Contrary to what is often claimed in the United States by proponents of nuclear power, he added, “the reality is that other nations around the globe do not have a better track record when it comes to delivering nuclear reactor projects on time and on budget.”

The global picture

According to the study:

  • China – often cited in the US as an example of where nuclear power is being delivered on time and inexpensively – is actually experiencing construction delays at 20 of its 27 reactor projects.
  • Russia is seeing delays at nine out of nine reactor projects.
  • India is reporting delays at two out of six reactor projects, but little information is available about the on-time status of the other four.
  • South Korea is seeing delays at four out of five reactor projects.
  • The United States is reporting delays at all five new reactor projects now under construction.
  • Ukraine’s two reactors were commenced in 1986-1987, and grid connection is officially due in 2015-2016.
  • Five reactors in Pakistan (2), Slovakia (2) and Brazil (1) are also running behind schedule.
  • Finland – Olkiluoto EPR delayed by almost a decade (see above).
  • France – Flamanvile EPR four years behind schedule (see above).

Of these eight reactors have been listed as ‘under construction’ for more than 20 years, and another for 12 years.

With Belarus, a new country was added in the last year to the list of nations engaged in nuclear projects, while Taiwan has halted construction work at two units. Fourteen countries are currently building nuclear power plants.

The remaining 13 reactors all started construction in 2012 and after, making it hard to see how construction is advancing. They are also in countries with little open information on building progress.These 13 reactors comprise: Argentina (1), Belarus (2), China (7), South Korea (1), UAE (2).
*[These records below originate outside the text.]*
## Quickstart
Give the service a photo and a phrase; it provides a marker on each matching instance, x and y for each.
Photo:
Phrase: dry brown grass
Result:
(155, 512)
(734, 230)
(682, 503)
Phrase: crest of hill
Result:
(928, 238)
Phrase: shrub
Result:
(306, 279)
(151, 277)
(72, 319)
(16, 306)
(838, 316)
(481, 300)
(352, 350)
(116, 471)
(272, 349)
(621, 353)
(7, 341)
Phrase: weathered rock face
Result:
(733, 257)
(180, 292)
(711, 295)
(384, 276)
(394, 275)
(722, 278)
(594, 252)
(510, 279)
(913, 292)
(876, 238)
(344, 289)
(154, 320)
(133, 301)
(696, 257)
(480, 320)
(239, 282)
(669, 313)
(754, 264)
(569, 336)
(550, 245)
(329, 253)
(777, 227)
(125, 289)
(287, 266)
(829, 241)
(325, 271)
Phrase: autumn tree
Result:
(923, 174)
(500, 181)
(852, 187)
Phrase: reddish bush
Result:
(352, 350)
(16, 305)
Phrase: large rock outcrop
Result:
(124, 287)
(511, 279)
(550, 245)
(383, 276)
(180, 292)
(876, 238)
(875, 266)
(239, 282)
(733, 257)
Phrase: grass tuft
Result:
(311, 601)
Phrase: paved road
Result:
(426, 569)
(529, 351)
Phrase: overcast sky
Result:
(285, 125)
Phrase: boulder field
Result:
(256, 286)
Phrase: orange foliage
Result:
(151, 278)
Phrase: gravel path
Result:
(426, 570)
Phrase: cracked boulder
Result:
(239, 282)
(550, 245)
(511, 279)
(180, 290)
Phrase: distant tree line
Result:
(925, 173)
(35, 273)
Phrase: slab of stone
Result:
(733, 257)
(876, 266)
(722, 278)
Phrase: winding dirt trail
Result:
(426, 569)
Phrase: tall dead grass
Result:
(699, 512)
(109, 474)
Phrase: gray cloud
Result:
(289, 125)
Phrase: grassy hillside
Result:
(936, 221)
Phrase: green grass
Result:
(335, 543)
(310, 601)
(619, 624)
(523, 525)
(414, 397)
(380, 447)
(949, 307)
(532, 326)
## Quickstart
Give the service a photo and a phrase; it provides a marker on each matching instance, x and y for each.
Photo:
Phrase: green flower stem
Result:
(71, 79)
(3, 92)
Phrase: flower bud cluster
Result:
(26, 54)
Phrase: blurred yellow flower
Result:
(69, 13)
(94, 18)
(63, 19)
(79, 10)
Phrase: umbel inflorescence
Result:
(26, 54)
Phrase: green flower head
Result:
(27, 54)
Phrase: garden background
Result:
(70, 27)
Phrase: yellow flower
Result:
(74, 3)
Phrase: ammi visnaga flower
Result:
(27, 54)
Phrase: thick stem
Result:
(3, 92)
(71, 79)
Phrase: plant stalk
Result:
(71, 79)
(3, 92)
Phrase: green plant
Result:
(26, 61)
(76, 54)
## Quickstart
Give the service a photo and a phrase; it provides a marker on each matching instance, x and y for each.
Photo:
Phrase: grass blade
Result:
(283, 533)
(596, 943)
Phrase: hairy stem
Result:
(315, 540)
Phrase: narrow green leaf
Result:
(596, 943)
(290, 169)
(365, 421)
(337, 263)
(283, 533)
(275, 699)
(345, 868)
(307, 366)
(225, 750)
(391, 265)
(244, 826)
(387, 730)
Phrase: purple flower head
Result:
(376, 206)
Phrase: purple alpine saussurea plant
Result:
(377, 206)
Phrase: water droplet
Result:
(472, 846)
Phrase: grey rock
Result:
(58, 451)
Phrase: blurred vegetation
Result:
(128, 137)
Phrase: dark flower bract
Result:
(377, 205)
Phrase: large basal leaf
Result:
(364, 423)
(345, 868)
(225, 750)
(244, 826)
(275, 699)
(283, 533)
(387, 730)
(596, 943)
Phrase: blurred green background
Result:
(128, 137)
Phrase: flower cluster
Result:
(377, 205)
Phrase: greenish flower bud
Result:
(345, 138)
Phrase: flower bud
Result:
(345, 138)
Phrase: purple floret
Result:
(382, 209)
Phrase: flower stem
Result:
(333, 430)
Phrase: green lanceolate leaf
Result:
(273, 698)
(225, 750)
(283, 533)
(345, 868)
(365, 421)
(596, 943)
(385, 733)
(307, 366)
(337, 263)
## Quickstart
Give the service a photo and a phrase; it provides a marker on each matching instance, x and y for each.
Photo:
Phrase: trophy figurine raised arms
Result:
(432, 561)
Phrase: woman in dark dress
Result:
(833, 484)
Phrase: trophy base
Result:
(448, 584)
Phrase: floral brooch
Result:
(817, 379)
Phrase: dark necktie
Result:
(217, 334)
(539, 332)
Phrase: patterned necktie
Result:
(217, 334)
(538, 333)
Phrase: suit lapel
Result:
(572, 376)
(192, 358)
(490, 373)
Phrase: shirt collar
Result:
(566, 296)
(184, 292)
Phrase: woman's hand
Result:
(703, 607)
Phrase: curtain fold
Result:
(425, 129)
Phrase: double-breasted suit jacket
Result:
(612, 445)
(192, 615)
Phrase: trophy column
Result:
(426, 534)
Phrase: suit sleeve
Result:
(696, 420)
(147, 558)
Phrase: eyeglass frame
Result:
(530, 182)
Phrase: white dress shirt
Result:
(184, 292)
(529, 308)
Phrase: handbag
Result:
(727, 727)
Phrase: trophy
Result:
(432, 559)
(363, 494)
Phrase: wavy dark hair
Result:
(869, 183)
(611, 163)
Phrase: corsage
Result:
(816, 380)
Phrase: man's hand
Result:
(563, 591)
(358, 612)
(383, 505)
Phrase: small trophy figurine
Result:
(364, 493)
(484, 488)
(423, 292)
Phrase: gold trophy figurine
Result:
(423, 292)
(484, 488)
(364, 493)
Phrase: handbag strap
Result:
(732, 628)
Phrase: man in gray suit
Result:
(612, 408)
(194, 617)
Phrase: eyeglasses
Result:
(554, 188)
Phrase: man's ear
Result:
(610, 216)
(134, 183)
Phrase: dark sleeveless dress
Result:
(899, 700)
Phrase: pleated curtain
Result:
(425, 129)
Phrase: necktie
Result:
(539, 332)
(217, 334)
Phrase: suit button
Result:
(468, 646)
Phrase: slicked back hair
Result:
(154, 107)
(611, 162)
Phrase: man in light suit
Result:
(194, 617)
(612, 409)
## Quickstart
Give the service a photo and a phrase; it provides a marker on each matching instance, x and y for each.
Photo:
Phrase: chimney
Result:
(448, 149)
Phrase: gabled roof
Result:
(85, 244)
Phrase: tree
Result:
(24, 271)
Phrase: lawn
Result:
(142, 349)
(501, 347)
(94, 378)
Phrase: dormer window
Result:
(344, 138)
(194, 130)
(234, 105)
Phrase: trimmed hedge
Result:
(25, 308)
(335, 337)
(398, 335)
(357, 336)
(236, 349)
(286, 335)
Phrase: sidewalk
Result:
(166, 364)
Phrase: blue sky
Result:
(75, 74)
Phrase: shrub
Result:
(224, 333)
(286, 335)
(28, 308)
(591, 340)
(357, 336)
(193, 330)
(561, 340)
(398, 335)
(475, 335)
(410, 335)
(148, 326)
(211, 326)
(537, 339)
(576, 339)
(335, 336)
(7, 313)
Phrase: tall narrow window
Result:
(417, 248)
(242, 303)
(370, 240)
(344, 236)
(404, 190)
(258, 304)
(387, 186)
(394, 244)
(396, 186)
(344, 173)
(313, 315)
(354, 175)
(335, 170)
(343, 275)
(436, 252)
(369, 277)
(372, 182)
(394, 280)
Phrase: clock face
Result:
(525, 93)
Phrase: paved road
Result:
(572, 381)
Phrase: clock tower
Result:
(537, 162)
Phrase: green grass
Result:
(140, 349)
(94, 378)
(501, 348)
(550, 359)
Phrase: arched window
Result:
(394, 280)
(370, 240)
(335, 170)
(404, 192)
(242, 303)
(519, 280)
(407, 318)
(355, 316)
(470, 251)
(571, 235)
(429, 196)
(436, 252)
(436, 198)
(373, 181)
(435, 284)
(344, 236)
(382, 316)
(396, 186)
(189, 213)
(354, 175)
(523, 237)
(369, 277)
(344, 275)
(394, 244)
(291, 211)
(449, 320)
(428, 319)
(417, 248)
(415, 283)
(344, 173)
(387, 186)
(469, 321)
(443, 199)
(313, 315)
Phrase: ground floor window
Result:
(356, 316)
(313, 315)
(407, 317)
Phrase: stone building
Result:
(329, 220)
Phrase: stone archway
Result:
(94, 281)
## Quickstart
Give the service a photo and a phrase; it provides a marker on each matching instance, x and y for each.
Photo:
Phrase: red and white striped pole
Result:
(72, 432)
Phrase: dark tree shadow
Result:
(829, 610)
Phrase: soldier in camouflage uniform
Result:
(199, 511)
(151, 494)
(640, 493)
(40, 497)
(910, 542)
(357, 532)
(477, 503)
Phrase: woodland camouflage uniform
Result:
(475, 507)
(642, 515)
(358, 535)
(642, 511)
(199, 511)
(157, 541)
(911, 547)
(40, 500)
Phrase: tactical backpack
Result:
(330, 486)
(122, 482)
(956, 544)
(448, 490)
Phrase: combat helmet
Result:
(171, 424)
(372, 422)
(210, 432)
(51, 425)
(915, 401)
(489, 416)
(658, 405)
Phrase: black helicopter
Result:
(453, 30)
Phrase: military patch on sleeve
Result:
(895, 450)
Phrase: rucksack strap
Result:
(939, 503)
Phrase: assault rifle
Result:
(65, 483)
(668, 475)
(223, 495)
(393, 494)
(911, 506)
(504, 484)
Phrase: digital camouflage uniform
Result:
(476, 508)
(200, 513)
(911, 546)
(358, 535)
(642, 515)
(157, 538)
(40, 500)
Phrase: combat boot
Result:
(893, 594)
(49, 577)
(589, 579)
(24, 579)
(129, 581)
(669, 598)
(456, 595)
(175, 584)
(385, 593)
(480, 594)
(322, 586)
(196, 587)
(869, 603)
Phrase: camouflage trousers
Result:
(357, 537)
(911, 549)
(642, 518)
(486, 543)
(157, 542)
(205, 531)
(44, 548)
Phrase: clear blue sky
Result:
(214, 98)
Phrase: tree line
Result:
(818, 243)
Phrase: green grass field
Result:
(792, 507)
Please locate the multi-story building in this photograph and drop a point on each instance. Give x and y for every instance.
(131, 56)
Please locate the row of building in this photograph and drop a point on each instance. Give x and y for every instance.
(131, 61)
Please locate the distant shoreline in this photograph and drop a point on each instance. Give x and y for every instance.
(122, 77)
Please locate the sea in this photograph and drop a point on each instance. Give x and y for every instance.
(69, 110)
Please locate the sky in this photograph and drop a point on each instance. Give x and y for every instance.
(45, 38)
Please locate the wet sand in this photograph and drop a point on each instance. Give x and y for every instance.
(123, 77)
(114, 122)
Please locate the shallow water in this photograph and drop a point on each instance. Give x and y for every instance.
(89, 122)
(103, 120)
“This is by no means any guarantee that these plants are factually on time, let alone on budget”, says Schneider.

Contruction delays – a feature of nuclear power for 40 years

“For the last 40 years, the US nuclear power industry has been plagued by construction delays and by cost overruns”, comments Peter Bradford, adjunct professor on Nuclear Power and Public Policy, Vermont Law School.

The former member of the US Nuclear Regulatory Commission, and former chair of the New York and Maine state utility regulatory commissions, continued:

“Because nuclear power is already more expensive than alternative ways both of generating electricity and of fighting climate change, these delays and overruns further undermine nuclear power’s claim that special nuclear subsidies are an essential part of the world’s climate change strategy.”